"False. T&D for the grid is around 7%, of course the customer pays for it."
Having worked at the world's largest electric utility for several years in data analysis, I will beg to differ.
"False. Of the thousands of EV's on the road not a single one has ever exploded, let alone even caught fire, in an accident. The Volt battery in NHSTA testing never exploded."
The NHSTA test resulted in the battery catching fire. I was a PI for a DoD UAV project - Lithium batteries catch fire, explode and their materials/fluids spray out. It is ugly.
"False. Lithium batteries have little to no free liquid in them."
You are correct with "little" (I have modified the statement to include materials). The materials of a Lithium Ion battery is still rated toxic which requires a HAZMAT cleanup.
"A Prius does not use lithium batteries but NiMH."
That is correct - not sure why you are making this statement - our article does not state that a Prius uses Lithium (yet).
"No records exist of the thousands of Prius's in accidents spilling battery chemicals or causing hazardous spills."
How politically correct of you to state it this way. You must realize that chemicals from a Prius battery have, in fact, been leaked in an accident.

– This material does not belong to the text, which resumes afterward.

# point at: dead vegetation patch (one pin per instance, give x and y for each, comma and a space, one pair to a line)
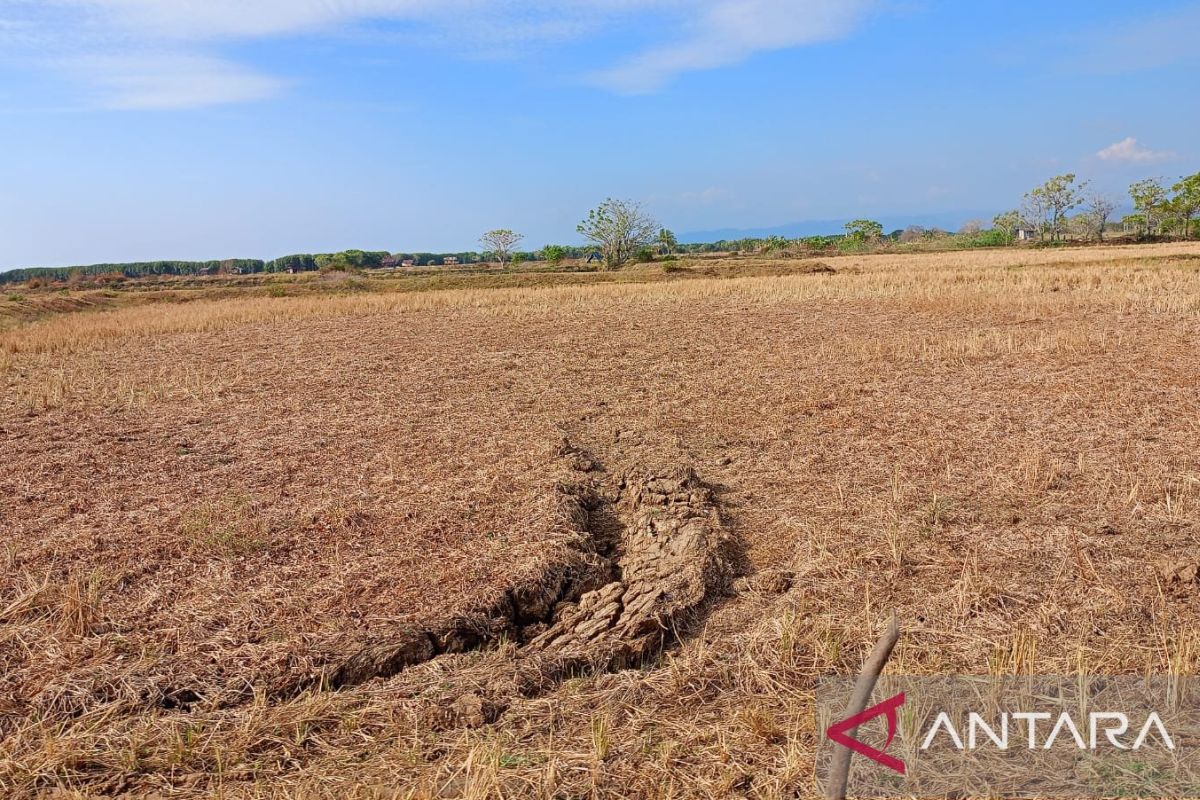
1005, 456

"Lithium cells pose even less of a risk."
Biodiesel is less toxic than table salt, is virtually non-flammable and is sustainable. EV's are not sustainable - unless you want to discuss the use of minerals from Mars. Have you researched what minerals and the amounts that are necessary to build EV's? Where do these minerals come from? Where are they mined? How many Chinese died to mine these minerals? EV's are far from Green.
"False. Coal is only 45% of the US grid."
Allow me to share the following - the typical coal plant generates electricity at .024/KwH vs. NG at .52 vs. wind at .12/KwH vs. solar at .18KwH. You can believe what you want to believe - I am sharing the facts with you.
It's also much easier to capture emissions from a single generating plant than millions of ICE vehicles."
Correct, but since the emissions from a vehicle burning B100 from 2nd generation feedstock "cleans the air in metro areas while running" - this is a positive item. EV's do not clean the air.
"Further, it is more efficient to simply burn biomass in a large generating plant to charge EV's than to process and refine it into fuel to burn in inefficient ICE vehicles."
Not even close. The energy conversion loss by your method is staggering. EV systems (not just the EV) are only about 45% efficient while the complete B100 from 2nd gen feedstock system is about 65% (with start/stop tech). You need to catch up - your arguments are out of date.